The main point of controversy among some recent scholars of Elyot’s literary works is whether or not he intended his books to send disapproving messages about Henry VIII. Scholarship is undivided on the abundance of evidence of   Elyot’s religious conservatism (e.g., Governor , II, 210–11) and of his reluctance to concede to the king and Cromwell’s solution for church reform. But Elyot’s criticism of typical political behavior as contrasted to his arguments in favor of the ideal in The Governor can easily be seen as his underscorings of the shoddy and unethical environment of high politics in England. Henry’s apparent approval and enjoyment of The Governor when it first came into print in 1531 seem inconsistent unless explained away by positing that the king certainly thought of himself as principled, a conclusion based more on contemplating his inner self than by analyzing his actions (Caspari, 89).

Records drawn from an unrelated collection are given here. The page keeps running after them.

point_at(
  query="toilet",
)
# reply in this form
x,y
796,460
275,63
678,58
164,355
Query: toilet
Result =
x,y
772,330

Elyot’s withdrawal from politics in 1532, followed by his writing Pasquil the Plain and Of the Knowledge Which Maketh a Wise Man in 1532–33, has led to interpretations of these books as vindications of Thomas More (Major, 102–3). Elyot shared the belief of Erasmus and most humanists that the need for friendship sets us apart from animals and accentuates our special quality as divine creations. Furthermore, Elyot repeated the Greek notion in Image of Governance (1541) that Eros is present in friendship bonds. It would be hard to doubt that Elyot suffered for More’s predicament, perhaps all the more so because he lacked the stubborn substance of saints. The thesis that Elyot used his books against Henry can be expanded by reading Catherine of Aragon as the “good woman” in his Defense of Good Women (Lehmberg, 212). Sir Thomas Elyot and Renaissance Humanism presents two similarly worded quotations—one from Elyot and another from More’s son-in-law, Roper—as conclusive evidence that Of the Knowledge Which Maketh a Wise Man was “veiled commentary on More’s resignation from the chancellorship” (Major, 103), without considering Roper’s likely familiarity with Knowledge , perhaps finding its lament that good counselors are more valuable than cities an apt metaphor to apply to his martyred father-in-law.

Other scholars have found conceptual leaps based on juxtaposing texts implausible (Hogrefe, 310–11). The likelihood that Elyot’s works were clandestine criticism of the establishment is further diminished by a lack of corroborating contemporary perceptions of his books as seditious works. If Elyot indeed intended to exonerate More and Catherine, among others, the point was missed by his readers, including the king, during the Reformation crisis.

On more solid evidential ground are modern investigations showing Shakespeare’s* use of Elyot’s political theory in his plays (Phillips). Shakespeare lifted phrases verbatim from The Governor in writing Troilus and Cressida and Coriolanus (Starnes), indicating that perhaps Elyot’s perceptions passed into conventional wisdom.

Etiquette books have a way of enduring beyond the normal life expectancy of how-to books of advice, though few people succeed in internalizing their precepts and rules. The durability of The Book of the Governor , a book of political etiquette, is likewise remarkable, all the more so considering how few leaders turned out as bearing the qualities Elyot so plainly described.

Thomas Elyot likely did more to spread the popularity of humanism than any writer in England. Nonetheless, because of his lack of literary brilliance and relatively uneventful life, his memory has dissolved into obscurity outside the world of specialized scholarship.